On the 24th April, Excelian attended a summit organised by Oracle on a hot topic which is Big Data and Analytics, especially the challenge of processing large amount of data to find meaningful insight from it.
There were lots of delegates who are (or potentially) interested in this subject as more and more enterprises want to get a better insight on the data they own in order to improve their business and serve their clients in better way.
Undoubtedly “Big Data” has become a buzz word and there are plenty of commercial IT solutions that help customers in gathering, processing and aggregating vast amount of data, potentially in different formats, to get an overall view of it and to bring some value to the business.
Information management is about using information to make a decision and that decision-making requires effective information that is delivered to the right place, at the right time and to the right person(s), so there is a need for precision to get the correct information.
It is fundamental that there is an understanding of data to make such decisions and Big Data brings lots of challenges that are not easy to tackle; there are 3 main ones which are size, scope and speed.
The first challenge, size, is the most obvious one as the amount of data can be very daunting especially when data size grows continuously.
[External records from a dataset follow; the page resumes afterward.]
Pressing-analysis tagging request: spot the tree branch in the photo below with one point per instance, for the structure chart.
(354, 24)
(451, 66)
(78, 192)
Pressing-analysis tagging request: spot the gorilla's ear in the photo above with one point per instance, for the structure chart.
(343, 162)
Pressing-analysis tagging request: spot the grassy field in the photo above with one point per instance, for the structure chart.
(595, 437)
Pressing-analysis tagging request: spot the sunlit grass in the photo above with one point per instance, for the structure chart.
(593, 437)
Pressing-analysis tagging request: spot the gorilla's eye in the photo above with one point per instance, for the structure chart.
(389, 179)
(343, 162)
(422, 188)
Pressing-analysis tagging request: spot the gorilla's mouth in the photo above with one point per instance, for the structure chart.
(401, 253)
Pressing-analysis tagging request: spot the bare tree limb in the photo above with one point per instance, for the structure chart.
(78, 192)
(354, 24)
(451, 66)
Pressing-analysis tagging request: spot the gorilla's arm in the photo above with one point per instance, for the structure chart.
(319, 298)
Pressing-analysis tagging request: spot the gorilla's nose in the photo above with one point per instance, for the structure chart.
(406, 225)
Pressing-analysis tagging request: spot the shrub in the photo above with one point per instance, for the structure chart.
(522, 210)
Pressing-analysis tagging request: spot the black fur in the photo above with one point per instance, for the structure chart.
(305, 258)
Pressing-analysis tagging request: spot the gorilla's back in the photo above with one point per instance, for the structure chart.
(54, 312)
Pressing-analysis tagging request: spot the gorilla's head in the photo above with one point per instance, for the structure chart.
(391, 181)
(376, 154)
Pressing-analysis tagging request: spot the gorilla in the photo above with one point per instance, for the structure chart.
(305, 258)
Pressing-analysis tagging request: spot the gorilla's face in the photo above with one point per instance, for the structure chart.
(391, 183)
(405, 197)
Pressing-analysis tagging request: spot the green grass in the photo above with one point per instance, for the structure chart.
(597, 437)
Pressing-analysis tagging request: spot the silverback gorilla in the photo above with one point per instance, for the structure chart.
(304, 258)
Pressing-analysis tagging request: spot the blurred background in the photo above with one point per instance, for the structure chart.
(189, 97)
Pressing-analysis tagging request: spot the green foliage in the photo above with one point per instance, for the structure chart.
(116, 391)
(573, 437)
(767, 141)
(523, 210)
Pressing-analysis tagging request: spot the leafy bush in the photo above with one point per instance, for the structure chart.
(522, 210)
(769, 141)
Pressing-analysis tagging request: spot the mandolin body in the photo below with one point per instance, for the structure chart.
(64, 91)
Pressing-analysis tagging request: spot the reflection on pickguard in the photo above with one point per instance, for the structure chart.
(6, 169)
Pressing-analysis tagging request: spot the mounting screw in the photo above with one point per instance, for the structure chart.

Also data can be of different formats which makes things even more challenging when you need to aggregate it.
The second challenge, scope, is regarding what you want to get from the analysis of data and what kind of information you want to extract for your business.
The third challenge, speed, is subjective to one’s expectations on processing large amount of data and potentially some SLAs in place. It is important to process data very quickly to get valuable information on time in order to be flexible and agile in the business.
Nowadays, various companies do their business based on Big Data, especially Google, Amazon, Netflix and Facebook, just to name a few. Interestingly, more enterprises in different industries (mobile, gaming, telcos, marketing, retail, insurance, banking) are looking at the potential of Big Data so there will be more opportunities to build tools and develop skills that will be required for the challenge.
After all, the value of Big Data is to explore new ways of processing data and find the bits that are we are interested in. Definitively Big Data is going to be disruptive for information management systems therefore enterprises that intend to embark on this challenge need to mature in its understanding of the value and role of information.
The Hadoop ecosystem
Hadoop is another buzz word that is associated with Big Data and its existence is due to the necessity to process lots of unstructured data. What is it then? It is an open source project to provide a framework for the distributed processing of data across clusters of computers.
Hadoop is based on the map-reduce paradigm which has been designed by Google and it is explained in detail here. Briefly, the concept is that you split your data in smaller chunks so that you can process that data in parallel on multiple nodes (allowing for scaling horizontally) using the business logic that has been specifically developed to analyse that kind of data.
Hadoop is part of Apache ecosystem, entirely written in Java and it is free to use. There are commercial software solutions based on Hadoop with some customisations and enhancements. Major software companies like Oracle and Microsoft provide software solutions for Big Data based on Hadoop like in the Oracle Big Data Appliance which makes Hadoop more appealing to know more about and get started with.
Alongside with Hadoop there are other open source projects related to it and the most important ones are Hive and HBase.
Hive is a data warehouse system for Hadoop that facilitates easy data summarization, ad-hoc queries, and the analysis of large datasets stored in Hadoop. Essentially it projects structure onto this data and query the data using a SQL-like language called HiveQL.
Hadoop is not an out-of-the-box solution that you can simply deploy and start to use but it is a framework that you can leverage on to build your Big Data processing logic and get some information from it.
The Oracle approach
Oracle offers a broad portfolio of products to help enterprises acquire, manage and integrate Big Data with existing information, with the goal of achieving a complete view of business in the fastest, most reliable and cost effective way.
Oracle offer an engineered system of hardware and software called Oracle Big Data Appliance which is designed to derive value from their Big Data strategies. It incorporates Cloudera’s Distribution which is a packaged version of Hadoop with a management console; it also has an open source distribution of R language which is used for mathematical and statistical data analysis.
Another product they offer is Oracle In-Memory Machine which is another engineered system of hardware and software for business intelligence (BI), giving extreme performance and providing advanced data visualisation and exploration to quickly provide actionable insight from large amounts of data. This solution can access different data sources to get structured and unstructured data.
It is worth mentioning that Oracle also provides Oracle NoSQL databases with Oracle Database 11g.
Oracle is undoubtedly investing a lot on the Big Data revolution and it is at a good position to be the major player in this arena. Oracle experience comes from databases and structured data, therefore this innovation from Oracle is seen as a natural progress.
Hadoop has been in the open source community for a few years and it is now getting a big momentum as more IT providers are using it either in their software or cloud solutions.
At the moment it is a fundamental piece of the Big Data puzzle in order to analyse large amount of raw data at low level.
Big Data management can be very complicated so when selecting tools for data analyses there are few considerations to take into account:
Where will the data be processed? Locally-hosted software, dedicated appliance or in the cloud? [LIST]
From where does the data originate? How will that data be transported? Often it is easier to move the application close to the data (data affinity) so to avoid network latency.
How clean is the data? Variety means that it needs a lot of cleaning and that costs (time and money).
What is your organisational culture? Do you have teams with the necessary skills to analyse the data? Analysing data needs the creative ability to look at problems in different ways.
What do you want to do with the data? Having some idea about the outcomes of the analysis may help to identify patterns in the data.